What I'm Reading Now: Ordinary Angels by Bridget Birdsall



Some books provide escapism. Some books make you think.  Some books force you to confront emotions that are so raw you don't know what to do with them.  That's what Bridget Birdsall's book, Ordinary Angels, did for me.  I have never experienced the kind of personal grief or fear or confusion that Birdsall brings to the printed page. But I came to understand it just a little bit reading Ordinary Angels.

Birdsall's story of a family trapped by their own inner demons and the horrific death of a sibling is told in present tense using second person narration. That's right--second person. It feels as if you are lying in bed at night next to her character May O'Mally, listening in as she reminds herself of how her little brother was found dead in a neighbor's driveway and  how nobody knows who was responsible for his death and nobody will talk about it.  You imagine that she must tell herself that story every night of her life.

Indeed, Bridget Birdsall told me, as we sat chatting over café mochas one sunny afternoon, that Ordinary Angels, though fiction, was a "semi-autobiographical" novel.  She wrote the book in order to make sense out of an emotional chaos that had dogged her all her life. So we listen in as May deals with her own guilt--the kind of guilt only a child can lay on themselves for not having saved a brother who couldn't be saved-- and we learn about growing up in a family where as the oldest child she had to take over responsibility for her siblings because her mother's addiction to alcohol not only kept her from mothering but caused her to be an abuser of the children.

The story is necessarily dark, but not brooding. Its themes are adult, but adults of all ages as well as teens and young adults in families dealing with addiction and abuse will identify with them. The story is intimate and raw, but uplifting and inspirational.    

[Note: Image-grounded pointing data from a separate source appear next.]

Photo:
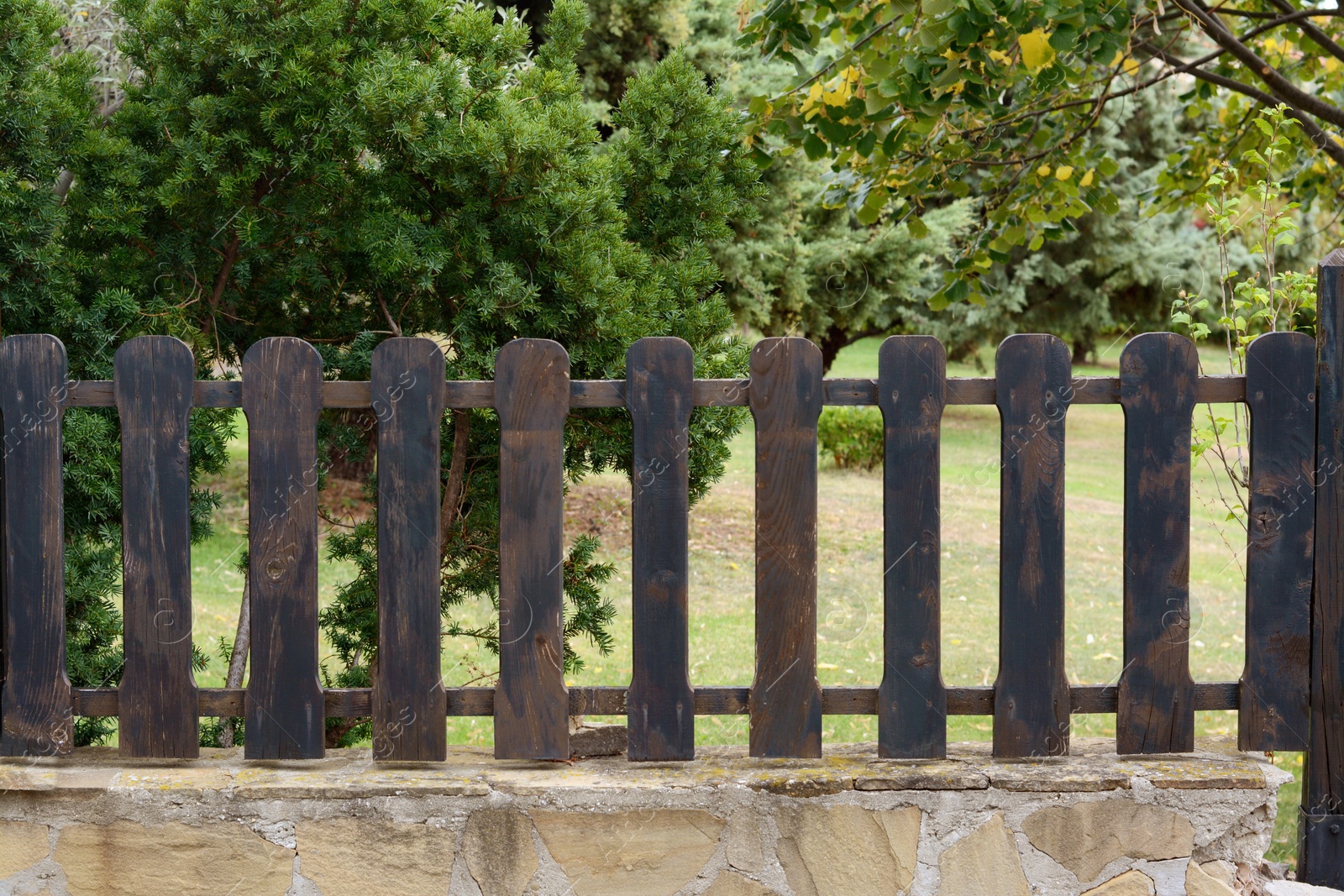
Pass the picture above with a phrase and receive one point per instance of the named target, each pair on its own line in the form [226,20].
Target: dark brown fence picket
[911,700]
[531,701]
[1276,683]
[154,379]
[1320,859]
[786,403]
[1156,710]
[35,712]
[1032,694]
[659,375]
[282,396]
[409,699]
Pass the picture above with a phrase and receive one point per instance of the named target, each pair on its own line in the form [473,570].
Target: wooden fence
[1289,696]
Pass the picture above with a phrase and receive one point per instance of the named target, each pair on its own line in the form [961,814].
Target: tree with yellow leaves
[921,102]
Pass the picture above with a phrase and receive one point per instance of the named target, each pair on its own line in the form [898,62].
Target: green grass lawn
[850,575]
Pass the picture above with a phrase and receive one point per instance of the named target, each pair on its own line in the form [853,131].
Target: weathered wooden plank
[465,394]
[282,396]
[785,694]
[155,378]
[409,699]
[1032,692]
[662,705]
[356,703]
[913,701]
[1156,711]
[1276,683]
[1320,857]
[531,391]
[35,714]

Ordinary Angels is an amazing piece of literature. As I said, I have had the good fortune never to have experienced the kind of trauma or life that its characters experienced, but in my work as a teacher I deal with many children who have gone or are going through similar emotions.  As I "experience" life through the eyes, the words, and the heart of May, this book gives me a bit of insight, a path to empathy, a way to begin understanding my students whose lives don't match the comforting, loving paradigm of my own life. And the book gives me hope for them.

Ordinary Angels is currently only available in paperback, but can be ordered through Amazon or through local bookstores.